Por lo tanto, es muy lógico que guie a su división a Mongolia con tal de liberarla de la ocupación china. Al llegar a Mongolia ataca la capital con tal de liberar al Bogdo Khan que se encuentra cautivo en la ciudad. Mal equipado, superado en número, sin provisiones y en pleno invierno, el barón logrará prácticamente lo imposible. Después de una primera batalla violenta frente a Urga, donde la división asiática casi gana, Ungern y sus hombres se ven obligados a retroceder. Luego acosa al enemigo desde su base y llega incluso a escabullirse dentro de la ciudad ocupada, sin jamás llegar a ser detectado. Posteriormente, a la cabeza de un comando disfrazado como si fueran lamas, logra liberar al Bodgo Khan de su cautiverio. Muchos creen que el barón está aliado con fuerzas sobrenaturales y que es un ser vengativo protegido por poderosos lamas que no permiten que ni una sola bala pueda alcanzarlo. De hecho, aunque lidera los ataques al frente de sus tropas, nunca es herido y existen muchos testimonios acerca de sus misteriosos dones, incluidos la videncia. Unas horas después de declarar su ataque, y sin disparar un solo tiro, los aterrorizados soldados chinos abandonan la ciudad de Urga.

Este éxito increíble le debe mucho al apoyo espiritual que le ofrece Bogdo Khan, cuyo poder a la hora de bendicir a Ungern no debe subestimarse. Entonces, Bodgo le dice a Ungern: "No morirás, al final encarnaras en un ser mucho más elevado. ¡Recuerda estas palabras, dios encarnado de la guerra, Khan de Mongolia!” Es así como Ungern es identificado como el dios de la guerra: Mahakala, la "gran deidad negra". La identificación de un ser con una deidad debe entenderse como la identificación más elevada que alcanza a un iniciado con cierta cualidad divina que existe en él. Resulta curioso señalar que los propios zares representan, según los tibetanos, la encarnación del Tara Blanco, una deidad protectora.

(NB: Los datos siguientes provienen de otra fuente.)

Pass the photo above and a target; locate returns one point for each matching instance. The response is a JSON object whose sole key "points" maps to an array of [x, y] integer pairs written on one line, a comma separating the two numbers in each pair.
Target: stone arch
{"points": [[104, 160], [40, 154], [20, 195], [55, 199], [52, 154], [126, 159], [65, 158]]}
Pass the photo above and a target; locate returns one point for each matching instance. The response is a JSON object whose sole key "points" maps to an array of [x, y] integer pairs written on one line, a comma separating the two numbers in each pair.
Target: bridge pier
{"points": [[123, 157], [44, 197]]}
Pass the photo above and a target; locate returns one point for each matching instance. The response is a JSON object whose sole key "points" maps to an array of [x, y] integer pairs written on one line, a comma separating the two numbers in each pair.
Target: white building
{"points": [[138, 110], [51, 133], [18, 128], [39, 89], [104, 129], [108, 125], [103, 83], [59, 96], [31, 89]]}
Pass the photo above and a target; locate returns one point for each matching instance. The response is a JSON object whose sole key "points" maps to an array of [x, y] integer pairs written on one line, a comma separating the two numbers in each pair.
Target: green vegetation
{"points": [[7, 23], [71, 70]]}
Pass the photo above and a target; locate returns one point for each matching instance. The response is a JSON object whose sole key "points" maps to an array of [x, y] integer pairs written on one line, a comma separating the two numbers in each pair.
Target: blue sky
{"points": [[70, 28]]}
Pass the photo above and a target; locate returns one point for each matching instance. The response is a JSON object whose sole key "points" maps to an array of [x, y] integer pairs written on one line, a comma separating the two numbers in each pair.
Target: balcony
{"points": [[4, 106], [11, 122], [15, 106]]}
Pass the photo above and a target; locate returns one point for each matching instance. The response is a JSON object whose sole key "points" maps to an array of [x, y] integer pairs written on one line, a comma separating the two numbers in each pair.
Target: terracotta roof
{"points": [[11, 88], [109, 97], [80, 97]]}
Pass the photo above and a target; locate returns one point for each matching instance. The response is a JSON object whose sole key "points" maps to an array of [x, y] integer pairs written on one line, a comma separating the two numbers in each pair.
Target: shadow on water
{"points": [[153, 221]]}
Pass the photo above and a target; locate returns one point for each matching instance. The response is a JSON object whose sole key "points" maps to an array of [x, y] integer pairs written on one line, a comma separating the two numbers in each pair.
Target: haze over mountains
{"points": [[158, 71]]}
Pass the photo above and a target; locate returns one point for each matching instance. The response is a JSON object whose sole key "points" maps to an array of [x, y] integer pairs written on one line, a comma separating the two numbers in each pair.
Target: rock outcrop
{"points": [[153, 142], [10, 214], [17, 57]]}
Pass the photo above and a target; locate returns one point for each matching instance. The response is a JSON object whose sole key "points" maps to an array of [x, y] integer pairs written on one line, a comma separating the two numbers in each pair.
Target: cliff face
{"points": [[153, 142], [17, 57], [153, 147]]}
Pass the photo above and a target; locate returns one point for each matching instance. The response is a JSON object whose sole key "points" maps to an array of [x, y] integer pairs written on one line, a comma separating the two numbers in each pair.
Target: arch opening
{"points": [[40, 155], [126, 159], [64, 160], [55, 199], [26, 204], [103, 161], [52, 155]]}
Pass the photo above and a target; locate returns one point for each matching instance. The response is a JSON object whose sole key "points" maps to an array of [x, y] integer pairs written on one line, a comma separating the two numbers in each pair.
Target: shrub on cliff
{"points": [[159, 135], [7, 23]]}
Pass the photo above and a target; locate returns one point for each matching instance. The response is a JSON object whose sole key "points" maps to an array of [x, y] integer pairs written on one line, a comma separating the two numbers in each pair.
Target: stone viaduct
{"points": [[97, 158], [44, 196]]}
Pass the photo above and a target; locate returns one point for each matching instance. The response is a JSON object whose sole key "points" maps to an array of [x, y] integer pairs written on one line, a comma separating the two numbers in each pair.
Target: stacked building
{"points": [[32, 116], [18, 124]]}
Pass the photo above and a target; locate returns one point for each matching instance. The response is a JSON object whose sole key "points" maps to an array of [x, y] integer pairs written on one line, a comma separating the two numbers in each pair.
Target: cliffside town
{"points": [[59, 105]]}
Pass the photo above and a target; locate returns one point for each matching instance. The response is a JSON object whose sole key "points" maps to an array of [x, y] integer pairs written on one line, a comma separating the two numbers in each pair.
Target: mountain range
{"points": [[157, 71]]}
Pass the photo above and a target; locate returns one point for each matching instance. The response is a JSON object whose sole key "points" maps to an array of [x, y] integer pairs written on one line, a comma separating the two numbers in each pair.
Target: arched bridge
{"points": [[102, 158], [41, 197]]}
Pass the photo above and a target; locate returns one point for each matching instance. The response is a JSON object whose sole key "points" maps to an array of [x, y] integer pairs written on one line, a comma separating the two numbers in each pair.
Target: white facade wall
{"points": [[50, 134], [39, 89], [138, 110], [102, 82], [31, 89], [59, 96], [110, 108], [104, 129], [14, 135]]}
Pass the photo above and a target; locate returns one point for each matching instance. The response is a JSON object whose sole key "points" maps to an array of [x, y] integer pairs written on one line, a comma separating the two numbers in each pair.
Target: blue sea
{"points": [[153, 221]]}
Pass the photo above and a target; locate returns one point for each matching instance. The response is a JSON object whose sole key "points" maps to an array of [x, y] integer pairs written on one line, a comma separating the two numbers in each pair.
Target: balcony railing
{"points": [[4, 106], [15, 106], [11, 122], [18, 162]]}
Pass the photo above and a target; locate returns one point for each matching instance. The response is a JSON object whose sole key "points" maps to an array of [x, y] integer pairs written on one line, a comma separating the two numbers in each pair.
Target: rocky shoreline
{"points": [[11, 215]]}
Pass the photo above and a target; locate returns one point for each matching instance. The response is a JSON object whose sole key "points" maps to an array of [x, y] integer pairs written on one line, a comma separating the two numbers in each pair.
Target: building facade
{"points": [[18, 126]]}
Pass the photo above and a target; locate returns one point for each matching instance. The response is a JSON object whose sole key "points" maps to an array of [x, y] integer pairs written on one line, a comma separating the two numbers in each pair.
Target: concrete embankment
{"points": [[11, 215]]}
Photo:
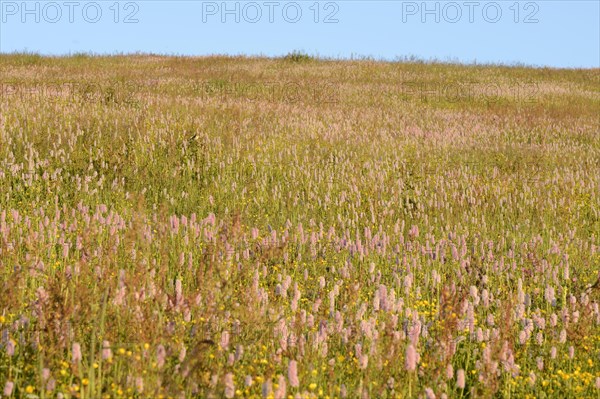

En la mitología tibetana, Mahakala fue enviado a eliminar las fuerzas demoníacas que controlaban la tierra. Así que es poseída por una violencia frenética que la hace perforar con su tridente a los demonios para después decapitar al rey de las fuerzas del mal y matar a sus seguidores. Después de eso resucita a sus enemigos y los convierte en protectores del dharma. Esta figura encaja perfectamente con las ideas del barón, que a menudo tuvo a su servicio a sus antiguos enemigos, como lo fueron viejos bolcheviques, invasores chinos o hasta japoneses. Una vez más, la historia es dominada por el simbolismo y de alguna forma se llega a transcender las contingencias temporales. Según el propio barón, "no soy sólo un hombre, soy el líder de fuerzas mucho grandes". Pero el barón no se detiene en Mongolia y quiere ofrecer sus servicios al Dalai Lama, la autoridad suprema. Sin embargo, sus oficiales, guiados por oscuras razones, lo traicionan y lo entregan a los bolcheviques. Había dicho antes: "Ha llegado mi hora... Pero el mundo nunca ha visto un terror y un mar de sangre como el que verá ahora".